Government regulators also create problems in that they make costly work for businesses and investors. SARBOX and other forms of compliance cost businesses small and large millions each year, while the regulators’ decisions to allow off-balance-sheet financing in many ways incentivized companies to hide the risks that should have been plain as day to investors. All of this is bad for transparency and efficiency, two things regulators are supposed to encourage.
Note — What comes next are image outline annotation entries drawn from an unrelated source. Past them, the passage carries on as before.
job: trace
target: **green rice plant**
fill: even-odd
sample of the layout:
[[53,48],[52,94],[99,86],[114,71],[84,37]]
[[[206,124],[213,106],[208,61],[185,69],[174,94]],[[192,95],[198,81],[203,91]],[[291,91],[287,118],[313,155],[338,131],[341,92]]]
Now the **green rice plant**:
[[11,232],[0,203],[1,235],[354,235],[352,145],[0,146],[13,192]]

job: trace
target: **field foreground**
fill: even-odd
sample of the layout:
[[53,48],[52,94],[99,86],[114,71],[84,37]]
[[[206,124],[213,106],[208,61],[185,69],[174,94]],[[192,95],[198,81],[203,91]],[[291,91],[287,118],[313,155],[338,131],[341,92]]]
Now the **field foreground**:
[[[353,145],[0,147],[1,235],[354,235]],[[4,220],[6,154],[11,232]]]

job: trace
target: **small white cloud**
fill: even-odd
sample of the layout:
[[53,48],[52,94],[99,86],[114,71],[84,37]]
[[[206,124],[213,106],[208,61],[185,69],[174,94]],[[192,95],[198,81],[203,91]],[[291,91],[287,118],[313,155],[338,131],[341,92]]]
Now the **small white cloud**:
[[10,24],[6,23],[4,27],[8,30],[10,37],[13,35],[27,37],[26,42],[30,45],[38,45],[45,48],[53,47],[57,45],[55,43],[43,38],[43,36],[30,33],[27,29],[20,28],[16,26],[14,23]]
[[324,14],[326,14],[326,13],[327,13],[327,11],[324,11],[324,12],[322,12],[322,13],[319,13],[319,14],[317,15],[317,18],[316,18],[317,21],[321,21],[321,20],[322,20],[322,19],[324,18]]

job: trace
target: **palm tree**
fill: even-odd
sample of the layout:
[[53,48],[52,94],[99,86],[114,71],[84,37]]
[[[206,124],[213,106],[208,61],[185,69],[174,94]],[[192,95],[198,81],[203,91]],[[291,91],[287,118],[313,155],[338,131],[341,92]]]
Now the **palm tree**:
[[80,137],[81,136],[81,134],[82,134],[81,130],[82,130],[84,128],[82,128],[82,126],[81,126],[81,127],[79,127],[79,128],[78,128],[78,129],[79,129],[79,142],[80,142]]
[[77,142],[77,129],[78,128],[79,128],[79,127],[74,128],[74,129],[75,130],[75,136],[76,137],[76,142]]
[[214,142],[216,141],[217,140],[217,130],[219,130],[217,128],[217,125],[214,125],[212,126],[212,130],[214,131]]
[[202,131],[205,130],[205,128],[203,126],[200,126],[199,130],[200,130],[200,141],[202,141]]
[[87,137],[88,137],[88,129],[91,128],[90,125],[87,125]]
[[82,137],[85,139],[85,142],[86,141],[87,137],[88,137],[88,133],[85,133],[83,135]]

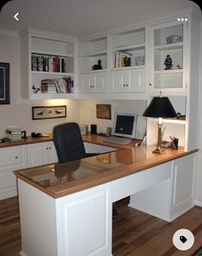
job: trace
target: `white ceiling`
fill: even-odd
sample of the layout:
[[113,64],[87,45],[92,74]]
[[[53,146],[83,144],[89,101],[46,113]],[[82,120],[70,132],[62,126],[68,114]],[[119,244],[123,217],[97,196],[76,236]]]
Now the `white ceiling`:
[[[189,0],[14,0],[0,13],[0,29],[26,28],[78,37],[183,12]],[[19,22],[14,15],[19,12]]]

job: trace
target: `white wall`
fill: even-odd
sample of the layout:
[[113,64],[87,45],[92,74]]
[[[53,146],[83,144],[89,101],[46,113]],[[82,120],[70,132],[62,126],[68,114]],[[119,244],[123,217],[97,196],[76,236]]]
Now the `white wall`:
[[[96,118],[96,104],[111,104],[112,119]],[[107,127],[113,127],[113,115],[115,112],[138,114],[138,124],[136,138],[143,139],[146,118],[143,117],[143,112],[146,109],[146,101],[139,100],[81,100],[81,119],[80,122],[86,125],[97,124],[98,133],[106,133]]]
[[[201,40],[202,42],[202,22],[200,22]],[[202,64],[202,45],[200,45],[200,66]],[[202,206],[202,72],[200,68],[200,104],[199,104],[199,153],[196,170],[195,183],[195,203]]]
[[[58,123],[79,122],[79,101],[77,100],[21,100],[21,54],[20,38],[16,34],[0,33],[0,62],[10,65],[10,104],[0,104],[0,138],[4,136],[5,128],[20,125],[28,134],[32,132],[49,133]],[[66,105],[67,117],[46,120],[32,120],[32,106]]]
On the other hand, there is the crazy idea of letting the market serve as the regulator. I would argue that discerning, self-interested investors have the best judgment when it comes to the valuation because they are responsible for their money. For it is the market that assigns a price to securities – riskier ones command a higher risk premium. Companies that make mistakes, be it through poor compensation standards that reward incompetence, poor investment projects, etc will face prohibitive borrowing costs and lower stock prices, and ultimately if the market so chooses be taken under. It is this playing field that ensures regulation. The mercy of the market will hold people accountable. Government regulators, government-empowered ratings agencies and others merely create the moral hazard that stops this system from functioning properly.
When government regulators set a precedent of bailing people out for bad behavior under the guise that a company is “too big to fail,” you further destroy the regulation of the market. You encourage excessive risk-taking; you encourage striving for short-term gains at the cost of long-term sustained profitability. You hurt the investors who are trying to signal through bond and share prices that a firm is in bad shape, and ultimately hurt taxpayers if you make the private problems of some investors into the public problems of all Americans. To let bureaucrats go in and say that a company is stable, often disingenuously, as opposed to letting investors speak with their money is as arbitrary as it is abominable.
The fact of the matter is that government doesn’t want to let the market work as it did in blowing up companies with worthless assets (even if it was the moral hazard built into system and intervention that caused creation and investment in these assets), because it will hurt the interests that prop the elected officials up, destroy their own wealth, undermine their power (wouldn’t want to waste a crisis) and further cause unrest amongst the populace.
But the short-term dislocation versus the long-run fiscal and moral decay of the country is incomparable. The former will lead to an economy and a nation made stronger; the ladder to tyranny. The problem in our nation is that if you are a politician and trying to get reelected, you make this calculation and hope that things don’t collapse at the wrong time, namely under your watch. Interestingly, this sacrifice of long-term sustainability for short-term gain is just the calculation made by many at the banks who played with essentially free house money (courtesy of the Fed), leading us to the crisis today. But let these same government officials who in large part mucked things up the first time around gain even greater control over the economy. I dare you.